E.ON remains on course after nine months. Its sales were up about 11 percent year on year to roughly €64 billion. Adjusted EBIT rose by 9 percent to just over €8 billion, and adjusted EBITDA rose to €10.8 billion.

E.ON increased its adjusted EBIT by nearly €700 million year on year despite the disposal of power capacity and the sale of its ultrahigh-voltage transmission system and Thüga shareholdings.

The strong performance of E.ON’s end-customer business, particularly in the first half of the year, was among the factors contributing to the earnings increase. In addition, E.ON UK delivered further efficiency enhancements, which also had a positive impact on earnings. In the Nordic region, E.ON benefited from higher sales volumes and higher tariffs. Wider margins enabled E.ON Energy Trading to post another marked earnings improvement. E.ON’s generation fleet in Russia also delivered significantly higher earnings on wider margins in power generation. The sharp rise in earnings at E.ON’s Climate & Renewables business resulted from a further increase in generating capacity. Pan European Gas’s international business also improved. E.ON sold significantly more gas, particularly to industrial customers and customers outside Germany, and benefited from successful price negotiations with gas producers. E.ON’s gas production business also posted higher earnings, in particular through the inclusion of Yuzhno Russkoye, a large gas field in Siberia.

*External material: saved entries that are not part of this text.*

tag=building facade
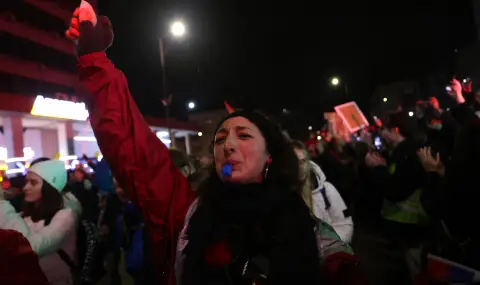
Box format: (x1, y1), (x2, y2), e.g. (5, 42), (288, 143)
(0, 0), (200, 171)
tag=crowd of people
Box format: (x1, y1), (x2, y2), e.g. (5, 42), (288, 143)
(1, 1), (480, 285)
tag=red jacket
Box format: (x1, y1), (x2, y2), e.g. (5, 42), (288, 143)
(78, 52), (196, 285)
(0, 229), (48, 285)
(77, 52), (365, 285)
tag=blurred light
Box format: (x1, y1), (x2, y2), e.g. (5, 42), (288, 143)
(156, 131), (169, 137)
(331, 77), (339, 86)
(282, 108), (288, 113)
(463, 79), (467, 83)
(383, 97), (388, 102)
(171, 21), (186, 37)
(59, 155), (78, 161)
(98, 155), (103, 162)
(161, 138), (172, 144)
(23, 147), (34, 159)
(198, 132), (203, 137)
(188, 102), (195, 109)
(0, 147), (7, 161)
(446, 86), (452, 92)
(308, 126), (313, 131)
(317, 136), (322, 140)
(408, 111), (414, 117)
(31, 95), (89, 121)
(74, 136), (97, 142)
(71, 160), (80, 168)
(6, 169), (24, 175)
(5, 157), (28, 163)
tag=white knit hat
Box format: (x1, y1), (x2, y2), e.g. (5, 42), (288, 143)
(28, 160), (67, 193)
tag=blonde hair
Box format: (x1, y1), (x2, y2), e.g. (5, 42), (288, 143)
(290, 140), (315, 214)
(301, 173), (314, 212)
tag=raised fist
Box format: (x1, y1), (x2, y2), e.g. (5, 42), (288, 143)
(65, 0), (113, 56)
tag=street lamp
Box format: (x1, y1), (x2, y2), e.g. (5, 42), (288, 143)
(170, 21), (186, 37)
(383, 97), (388, 103)
(330, 76), (348, 99)
(159, 20), (187, 148)
(331, 77), (339, 86)
(188, 102), (195, 109)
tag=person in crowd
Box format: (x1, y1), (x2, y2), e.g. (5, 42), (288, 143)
(169, 149), (196, 178)
(292, 140), (354, 243)
(66, 4), (364, 285)
(0, 160), (80, 285)
(418, 119), (480, 270)
(0, 228), (49, 285)
(364, 112), (431, 283)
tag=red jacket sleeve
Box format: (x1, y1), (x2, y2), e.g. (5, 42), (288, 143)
(77, 52), (196, 282)
(0, 229), (48, 285)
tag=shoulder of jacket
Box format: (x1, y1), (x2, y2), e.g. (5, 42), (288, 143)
(52, 208), (77, 223)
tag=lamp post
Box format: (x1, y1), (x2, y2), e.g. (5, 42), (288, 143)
(330, 76), (349, 99)
(159, 21), (186, 148)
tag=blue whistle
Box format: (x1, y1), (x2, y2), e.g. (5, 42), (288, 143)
(221, 163), (232, 177)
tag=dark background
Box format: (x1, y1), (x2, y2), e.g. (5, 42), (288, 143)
(97, 0), (477, 132)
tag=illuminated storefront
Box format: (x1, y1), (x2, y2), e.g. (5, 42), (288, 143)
(0, 93), (200, 175)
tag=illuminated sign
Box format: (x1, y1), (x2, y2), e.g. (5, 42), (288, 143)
(31, 95), (89, 121)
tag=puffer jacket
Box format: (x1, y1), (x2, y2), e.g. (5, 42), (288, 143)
(0, 192), (81, 285)
(310, 161), (354, 243)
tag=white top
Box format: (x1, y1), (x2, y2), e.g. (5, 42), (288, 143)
(310, 161), (354, 243)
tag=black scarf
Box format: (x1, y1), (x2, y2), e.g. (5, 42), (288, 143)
(181, 183), (322, 285)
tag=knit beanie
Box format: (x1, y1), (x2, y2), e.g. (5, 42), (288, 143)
(28, 160), (67, 193)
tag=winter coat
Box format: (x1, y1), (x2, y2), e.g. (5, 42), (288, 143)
(310, 161), (354, 243)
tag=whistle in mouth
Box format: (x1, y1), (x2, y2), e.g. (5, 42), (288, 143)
(221, 163), (232, 177)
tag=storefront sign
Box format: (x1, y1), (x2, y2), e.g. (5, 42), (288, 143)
(31, 95), (89, 121)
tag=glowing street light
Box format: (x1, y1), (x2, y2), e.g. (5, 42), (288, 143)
(308, 126), (313, 131)
(170, 21), (186, 37)
(188, 102), (195, 109)
(331, 77), (340, 86)
(383, 97), (388, 103)
(408, 111), (414, 117)
(198, 132), (203, 137)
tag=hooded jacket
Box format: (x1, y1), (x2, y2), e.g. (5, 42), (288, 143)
(0, 192), (81, 285)
(310, 161), (354, 243)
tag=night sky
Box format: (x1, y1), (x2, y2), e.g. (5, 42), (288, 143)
(98, 0), (477, 133)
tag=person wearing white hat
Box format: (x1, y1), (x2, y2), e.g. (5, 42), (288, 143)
(0, 160), (80, 285)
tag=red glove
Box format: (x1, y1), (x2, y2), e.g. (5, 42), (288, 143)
(65, 0), (113, 56)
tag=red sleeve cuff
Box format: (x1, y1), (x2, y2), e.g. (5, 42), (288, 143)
(77, 51), (108, 66)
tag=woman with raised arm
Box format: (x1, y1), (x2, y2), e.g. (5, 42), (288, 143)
(66, 2), (364, 285)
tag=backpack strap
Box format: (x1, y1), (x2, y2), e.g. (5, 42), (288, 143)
(319, 187), (331, 210)
(58, 249), (76, 269)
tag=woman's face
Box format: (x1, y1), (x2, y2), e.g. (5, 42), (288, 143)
(213, 117), (270, 184)
(23, 172), (43, 203)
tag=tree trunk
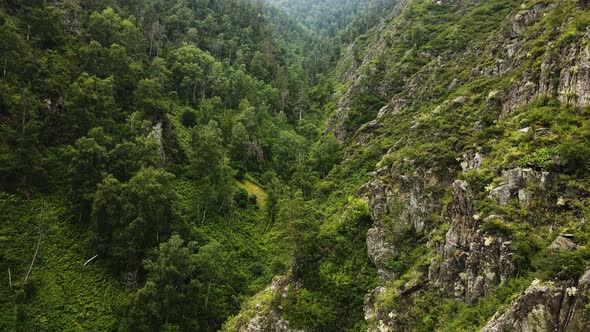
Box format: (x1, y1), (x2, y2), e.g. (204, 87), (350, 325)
(200, 204), (207, 224)
(290, 223), (297, 270)
(21, 106), (26, 137)
(3, 47), (7, 78)
(24, 224), (42, 283)
(204, 279), (212, 308)
(148, 35), (153, 57)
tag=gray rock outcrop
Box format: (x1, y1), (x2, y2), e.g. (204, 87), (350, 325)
(489, 168), (555, 206)
(357, 161), (442, 281)
(222, 276), (303, 332)
(429, 181), (514, 302)
(482, 268), (590, 332)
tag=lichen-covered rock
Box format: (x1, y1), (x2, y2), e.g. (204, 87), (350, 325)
(363, 286), (386, 323)
(489, 168), (555, 206)
(505, 4), (547, 38)
(357, 161), (443, 281)
(222, 275), (303, 332)
(342, 1), (589, 330)
(461, 151), (483, 172)
(358, 160), (447, 330)
(366, 227), (399, 281)
(482, 268), (590, 332)
(324, 0), (411, 142)
(549, 235), (577, 252)
(364, 274), (426, 332)
(429, 181), (514, 302)
(502, 25), (590, 115)
(557, 31), (590, 108)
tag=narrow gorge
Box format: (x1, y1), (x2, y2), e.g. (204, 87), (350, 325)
(1, 0), (590, 331)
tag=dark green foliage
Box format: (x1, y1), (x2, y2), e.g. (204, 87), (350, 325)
(460, 169), (495, 199)
(278, 197), (378, 331)
(268, 0), (396, 40)
(387, 224), (427, 276)
(181, 108), (198, 128)
(309, 135), (342, 177)
(124, 235), (200, 331)
(481, 218), (512, 237)
(0, 194), (125, 331)
(66, 136), (108, 219)
(511, 228), (541, 275)
(283, 289), (336, 331)
(0, 0), (353, 329)
(517, 147), (560, 170)
(189, 121), (236, 216)
(0, 87), (44, 192)
(345, 90), (386, 138)
(233, 186), (250, 208)
(64, 73), (118, 139)
(277, 189), (321, 276)
(134, 78), (168, 121)
(559, 139), (590, 176)
(534, 246), (590, 281)
(92, 167), (176, 271)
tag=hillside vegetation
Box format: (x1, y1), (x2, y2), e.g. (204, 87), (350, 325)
(2, 0), (590, 331)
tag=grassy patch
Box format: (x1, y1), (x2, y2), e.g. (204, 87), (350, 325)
(237, 179), (267, 208)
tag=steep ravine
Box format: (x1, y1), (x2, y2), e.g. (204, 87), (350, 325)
(226, 0), (590, 330)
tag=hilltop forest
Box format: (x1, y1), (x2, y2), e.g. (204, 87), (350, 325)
(2, 0), (590, 331)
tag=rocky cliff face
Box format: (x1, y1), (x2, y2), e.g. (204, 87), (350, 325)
(347, 0), (590, 330)
(357, 160), (442, 281)
(494, 3), (590, 116)
(428, 181), (515, 303)
(482, 268), (590, 332)
(222, 276), (303, 332)
(230, 0), (590, 329)
(325, 0), (411, 142)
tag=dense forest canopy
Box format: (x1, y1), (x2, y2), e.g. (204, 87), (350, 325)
(265, 0), (396, 40)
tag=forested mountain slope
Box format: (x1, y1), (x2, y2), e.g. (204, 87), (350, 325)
(2, 0), (590, 331)
(229, 0), (590, 331)
(264, 0), (396, 40)
(0, 0), (342, 330)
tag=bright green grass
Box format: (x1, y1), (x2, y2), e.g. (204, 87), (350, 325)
(237, 179), (267, 208)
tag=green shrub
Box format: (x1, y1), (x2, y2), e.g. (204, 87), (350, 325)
(481, 217), (512, 236)
(270, 259), (287, 275)
(512, 226), (541, 274)
(538, 248), (590, 281)
(461, 169), (494, 196)
(234, 187), (249, 208)
(180, 108), (198, 128)
(283, 289), (336, 331)
(559, 139), (590, 176)
(516, 147), (560, 170)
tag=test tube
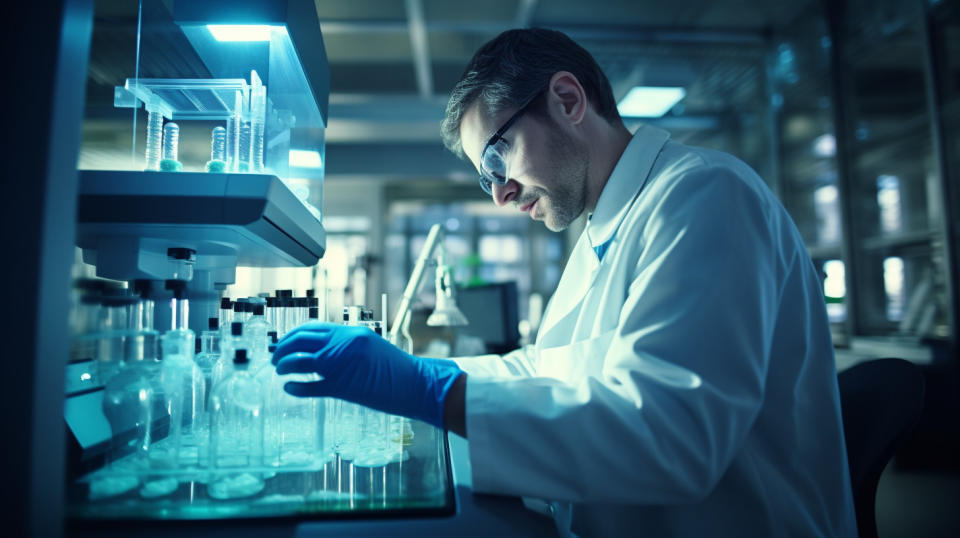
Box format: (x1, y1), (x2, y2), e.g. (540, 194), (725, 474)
(238, 122), (251, 172)
(250, 81), (266, 172)
(161, 122), (181, 171)
(226, 91), (241, 172)
(211, 126), (226, 162)
(144, 108), (163, 171)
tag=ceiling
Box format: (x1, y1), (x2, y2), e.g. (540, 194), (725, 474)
(82, 0), (828, 187)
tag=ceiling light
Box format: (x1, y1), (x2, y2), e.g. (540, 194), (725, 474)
(617, 87), (686, 118)
(207, 25), (277, 42)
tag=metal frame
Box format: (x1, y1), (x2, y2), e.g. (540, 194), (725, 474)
(0, 1), (93, 536)
(824, 0), (864, 339)
(918, 0), (960, 355)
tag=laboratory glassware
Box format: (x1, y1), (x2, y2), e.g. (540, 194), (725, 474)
(208, 348), (266, 499)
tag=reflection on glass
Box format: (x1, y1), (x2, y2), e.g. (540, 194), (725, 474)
(814, 185), (841, 245)
(876, 175), (903, 234)
(883, 256), (905, 321)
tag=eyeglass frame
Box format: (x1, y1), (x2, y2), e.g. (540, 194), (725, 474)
(477, 91), (544, 195)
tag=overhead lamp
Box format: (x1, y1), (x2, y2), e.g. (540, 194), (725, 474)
(617, 86), (686, 117)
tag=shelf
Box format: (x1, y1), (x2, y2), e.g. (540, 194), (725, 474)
(120, 78), (249, 121)
(859, 229), (937, 251)
(76, 170), (325, 274)
(807, 243), (843, 260)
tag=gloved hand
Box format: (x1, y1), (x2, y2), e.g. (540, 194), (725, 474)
(271, 322), (464, 430)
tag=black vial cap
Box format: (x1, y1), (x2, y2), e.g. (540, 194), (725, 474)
(233, 349), (249, 364)
(132, 279), (153, 298)
(267, 331), (278, 343)
(308, 297), (318, 308)
(195, 337), (202, 354)
(208, 317), (219, 330)
(220, 297), (232, 309)
(253, 304), (265, 316)
(342, 308), (349, 322)
(268, 344), (277, 353)
(234, 301), (245, 313)
(306, 289), (315, 298)
(266, 297), (275, 308)
(281, 289), (293, 298)
(164, 279), (187, 299)
(309, 307), (319, 319)
(296, 297), (308, 308)
(231, 321), (243, 336)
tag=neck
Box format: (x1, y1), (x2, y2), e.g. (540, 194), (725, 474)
(584, 120), (633, 212)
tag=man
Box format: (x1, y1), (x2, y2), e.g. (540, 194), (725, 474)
(273, 29), (857, 537)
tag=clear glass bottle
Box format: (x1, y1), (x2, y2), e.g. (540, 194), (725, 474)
(155, 282), (203, 469)
(246, 303), (270, 367)
(208, 348), (266, 499)
(98, 355), (163, 498)
(213, 321), (245, 391)
(97, 294), (139, 386)
(194, 317), (221, 418)
(131, 280), (159, 365)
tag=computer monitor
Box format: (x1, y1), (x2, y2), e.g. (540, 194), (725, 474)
(455, 281), (520, 354)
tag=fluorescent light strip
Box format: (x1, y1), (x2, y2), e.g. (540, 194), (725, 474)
(617, 87), (686, 118)
(289, 149), (323, 168)
(207, 25), (276, 42)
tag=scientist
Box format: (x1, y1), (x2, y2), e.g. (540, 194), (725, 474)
(272, 28), (857, 537)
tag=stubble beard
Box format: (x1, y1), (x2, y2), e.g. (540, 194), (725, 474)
(540, 128), (590, 232)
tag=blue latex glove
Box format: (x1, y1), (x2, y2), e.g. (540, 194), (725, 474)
(271, 322), (464, 430)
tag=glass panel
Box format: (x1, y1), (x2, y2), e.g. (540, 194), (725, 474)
(839, 0), (951, 337)
(771, 3), (847, 339)
(930, 0), (960, 341)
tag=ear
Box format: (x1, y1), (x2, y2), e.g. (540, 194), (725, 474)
(546, 71), (587, 126)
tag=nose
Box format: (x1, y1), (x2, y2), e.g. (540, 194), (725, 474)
(491, 179), (520, 207)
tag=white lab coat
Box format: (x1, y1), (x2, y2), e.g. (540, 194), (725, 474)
(454, 125), (857, 537)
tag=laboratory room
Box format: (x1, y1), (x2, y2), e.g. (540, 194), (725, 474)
(5, 0), (960, 536)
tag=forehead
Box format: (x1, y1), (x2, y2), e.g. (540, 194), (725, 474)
(459, 100), (502, 171)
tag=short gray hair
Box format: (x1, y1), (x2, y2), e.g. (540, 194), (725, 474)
(441, 28), (621, 160)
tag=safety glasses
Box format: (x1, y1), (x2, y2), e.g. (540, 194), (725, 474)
(478, 93), (542, 195)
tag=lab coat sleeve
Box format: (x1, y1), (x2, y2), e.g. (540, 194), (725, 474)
(452, 345), (537, 378)
(466, 165), (779, 504)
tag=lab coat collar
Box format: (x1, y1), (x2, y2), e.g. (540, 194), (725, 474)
(586, 124), (671, 249)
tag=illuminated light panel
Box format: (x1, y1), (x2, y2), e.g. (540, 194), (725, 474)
(207, 25), (277, 42)
(289, 149), (323, 168)
(617, 87), (686, 117)
(813, 134), (836, 157)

At €3.5 billion, net income attributable to shareholders of E.ON AG was 42 percent below the high prior-year figure. The significant year-on-year difference is attributable to the fact that exceptionally high book gains on the disposal of power capacity were recorded in the prior-year period and to the impairment charges of €2.6 billion recorded on goodwill ad other assets in Italy, Spain, and France, which more than offset the increased mark-to-market valuation of derivatives. By contrast, adjusted net income, which does not include these extraordinary, non-recurring, and non-cash-effective items, was up by 2 percent to €4.4 billion. Cash provided by operating activities rose by 37 percent to €9.2 billion.

E.ON continues to expect full-year 2010 adjusted EBIT to increase by between 0 and 3 percent and adjusted net income to be at the prior-year level.

This press release may contain forward-looking statements based on current assumptions and forecasts made by E.ON Group management and other information currently available to E.ON. Various known and unknown risks, uncertainties and other factors could lead to material differences between the actual future results, financial situation, development or performance of the company and the estimates given here. E.ON AG does not intend, and does not assume any liability whatsoever, to update these forward-looking statements or to conform them to future events or developments.